Chef/owner Sonya Coté is one of Austin’s fiercest locavores (following in the steps of pioneers like HausBar Farms’ Dorsey Barger, Springdale Farms’ Paula Foore, and Eastside Cafe’s Elaine Martin), an ethos clearly shown in her latest fine dining destination, Sinclair, in Clifton, Texas. But the one that started it all — a charming renovated pharmacy on East 11th Street — still feels revolutionary. Go during breakfast (served until 1 pm during SXSW) to get your day started with a Smokey Denmark bangers and eggs, a bruléed Texas grapefruit, and a heaping serving of community.
This all-day diner, which nods to a pantheon of rock legends and a legendary Texas Roller Derby team, doesn’t just have a woman at the helm, the entire leadership team is made up of women. Executive chef and owner Callie Speer (previously most famous as a pastry chef) provides the culinary direction, including newly introduced blue plate specials like skillet enchiladas, while Britt Castro runs the pastry program, which lives up to Speer’s reputation. Rounding out the crew is general manager Jen Keyser, who was responsible for Holy Roller’s bar program when the restaurant first debuted. None of the three play by the rules, filling the operation with a DIY spirit. What could be more punk rock than that?

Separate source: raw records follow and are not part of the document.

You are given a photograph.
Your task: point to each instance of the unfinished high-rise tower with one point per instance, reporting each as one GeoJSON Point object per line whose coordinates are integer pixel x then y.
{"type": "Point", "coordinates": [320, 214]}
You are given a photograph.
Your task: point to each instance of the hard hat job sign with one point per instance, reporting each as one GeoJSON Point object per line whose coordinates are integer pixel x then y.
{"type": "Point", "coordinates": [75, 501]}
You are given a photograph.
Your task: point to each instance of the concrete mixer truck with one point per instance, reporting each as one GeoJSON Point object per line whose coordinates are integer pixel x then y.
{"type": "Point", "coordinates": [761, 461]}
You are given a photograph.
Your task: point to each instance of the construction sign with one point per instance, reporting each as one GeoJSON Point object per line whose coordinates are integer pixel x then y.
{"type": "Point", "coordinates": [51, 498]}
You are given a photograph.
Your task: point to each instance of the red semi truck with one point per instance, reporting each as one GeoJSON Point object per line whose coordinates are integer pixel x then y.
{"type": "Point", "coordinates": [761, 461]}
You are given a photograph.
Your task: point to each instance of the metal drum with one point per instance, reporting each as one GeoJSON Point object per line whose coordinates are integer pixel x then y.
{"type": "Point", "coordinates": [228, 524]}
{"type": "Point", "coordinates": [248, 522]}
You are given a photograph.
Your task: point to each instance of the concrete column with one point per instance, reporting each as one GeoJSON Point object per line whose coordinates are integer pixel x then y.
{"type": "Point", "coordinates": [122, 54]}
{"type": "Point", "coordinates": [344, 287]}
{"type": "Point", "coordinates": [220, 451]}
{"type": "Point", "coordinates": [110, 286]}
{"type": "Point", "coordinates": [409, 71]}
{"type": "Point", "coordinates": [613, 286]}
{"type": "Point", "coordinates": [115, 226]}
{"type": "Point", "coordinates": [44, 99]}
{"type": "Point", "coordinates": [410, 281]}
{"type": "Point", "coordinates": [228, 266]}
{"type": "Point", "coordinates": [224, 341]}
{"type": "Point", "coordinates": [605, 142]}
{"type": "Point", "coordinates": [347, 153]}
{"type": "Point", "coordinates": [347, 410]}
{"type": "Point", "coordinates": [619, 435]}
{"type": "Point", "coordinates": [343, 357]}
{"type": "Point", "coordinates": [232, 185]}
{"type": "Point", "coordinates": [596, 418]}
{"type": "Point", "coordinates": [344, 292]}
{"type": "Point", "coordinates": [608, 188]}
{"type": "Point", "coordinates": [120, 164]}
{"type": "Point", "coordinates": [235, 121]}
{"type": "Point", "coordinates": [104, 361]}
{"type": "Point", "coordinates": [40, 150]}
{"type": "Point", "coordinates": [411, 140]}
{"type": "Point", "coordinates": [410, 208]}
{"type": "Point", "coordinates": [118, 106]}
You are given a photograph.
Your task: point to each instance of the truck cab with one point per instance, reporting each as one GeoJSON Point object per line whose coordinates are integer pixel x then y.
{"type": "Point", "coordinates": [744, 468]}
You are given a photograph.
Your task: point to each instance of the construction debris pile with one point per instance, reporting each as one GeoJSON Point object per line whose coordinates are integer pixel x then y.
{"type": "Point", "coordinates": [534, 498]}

Kreyól Korner Caribbean Cuisine
Chef Nahika Hillery’s background in science seems to have served her well in her new career as the owner of one of East Austin’s liveliest food trucks. True, traditional Haitian food predates molecular gastronomy, but there’s a precision to the way each dish comes out impeccably executed, time after time. With dishes like plantain cups stuffed with shrimp, stewed chicken with peppers and onions, and fried pork shoulder, Kreyól Korner isn't just consistent, it's consistently great.
Skull & Cakebones
It started with vegan cupcakes. Co-owner Sascha Biesi started baking them after her daughter developed a dairy allergy. They turned out to be startlingly good, and a modest business was born. Skull & Cakebones has since gotten a little bigger — last year Biesi and partner Yauss Berenji won a contest giving them shelf space at H-E-B — but their Dripping Springs flagship still feels like a family affair, offering soul-warming plant-based dishes like grilled cheeses, bagel sandwiches, and personal pies that are a far cry from Hot Pockets. And they still keep close relations with Austin’s broader food family, collaborating with artisans like SRSLY Chocolate, Revolution Spirits, and Lick Honest Ice Creams.
In Austin, keeping local doesn’t have to mean sitting for a three-hour meal. The local scene has been particularly adept at providing alternatives for people who know eating fresh doesn’t mean a trip to Subway. Case in point: Raine Hopper’s Sundaze, a South Lamar Boulevard food truck that throws that other chicken sandwich eatery in the shade. Order the regular or the plant-based “no frick’n chick’n” version (both on a sweet buttered, toasted bun) with a side of seasoned fries and don’t forget the house sauce. You’ll be beaming in no time.